I can memorize the formula and use it, but I will truly 'understand' its significance only if I can 'feel' the terms.

• thanks zero, for editing the question! i'm kinda new here and have little knowledge of how to put the symbols, so please excuse me :) – Sakazuki Akainu Mar 22 '17 at 20:17

$\ddot{r} \hat e_r$: usual radial acceleration
$-r\dot{θ}^2 \hat e_r$: centripetal acceleration
$r\ddot{θ}\hat e_θ$: This is the Euler acceleration. It is an acceleration due to a change of angular velocity (at fixed $r$). Example taken from the linked wikipedia article: on a merry-go-round this is the force that pushes you to the back of the horse when the ride starts (angular velocity increasing) and to the front of the horse when the ride stops (angular velocity decreasing).
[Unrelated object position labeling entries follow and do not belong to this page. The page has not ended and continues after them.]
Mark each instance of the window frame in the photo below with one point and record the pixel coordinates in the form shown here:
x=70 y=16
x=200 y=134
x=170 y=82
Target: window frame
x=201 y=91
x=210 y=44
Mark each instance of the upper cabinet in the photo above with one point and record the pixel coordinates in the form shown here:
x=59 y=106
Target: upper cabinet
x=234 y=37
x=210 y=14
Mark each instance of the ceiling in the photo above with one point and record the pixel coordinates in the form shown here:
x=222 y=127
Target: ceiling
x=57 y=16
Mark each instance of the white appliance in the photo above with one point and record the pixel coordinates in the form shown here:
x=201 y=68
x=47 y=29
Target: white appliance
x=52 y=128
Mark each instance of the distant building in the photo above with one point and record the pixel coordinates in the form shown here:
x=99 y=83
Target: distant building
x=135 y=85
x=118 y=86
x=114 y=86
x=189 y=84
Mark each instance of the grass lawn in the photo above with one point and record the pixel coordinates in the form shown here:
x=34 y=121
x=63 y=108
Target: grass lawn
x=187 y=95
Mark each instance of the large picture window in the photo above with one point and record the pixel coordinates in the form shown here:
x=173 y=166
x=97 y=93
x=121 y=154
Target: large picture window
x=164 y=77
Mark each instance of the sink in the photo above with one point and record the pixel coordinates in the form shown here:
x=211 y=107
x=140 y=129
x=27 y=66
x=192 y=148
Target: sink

$2\dot{r}\dot{θ} \hat e_θ$: Coriolis acceleration
I can only answer part of your query: the Coriolis force does not enter into this. The form you have comes directly from expressing $\ddot{x}$ and $\ddot{y}$ in terms of derivatives aof $r$ and $\theta$ through the geometrical change \begin{align} x(t)&=r(t)\cos(\theta(t))\, ,\qquad y(t)=r(t)\sin(\theta(t)) \end{align} followed by converting $$\hat x=\cos(\theta(t))\hat r- \sin(\theta(t))\hat \theta\, ,\quad \hat y=\sin(\theta(t))\hat r+ \cos(\theta(t))\hat \theta\, .$$ Thus the various bits and pieces in polar coordinates come purely from the change of coordinate system, not the inertial or non-inertial nature of the reference frame, in which you can set whatever coordinate systems you want.
Because the orientation of $\hat r$ and $\hat \theta$ depend on the position in space, it is not easy to get intuition into their components.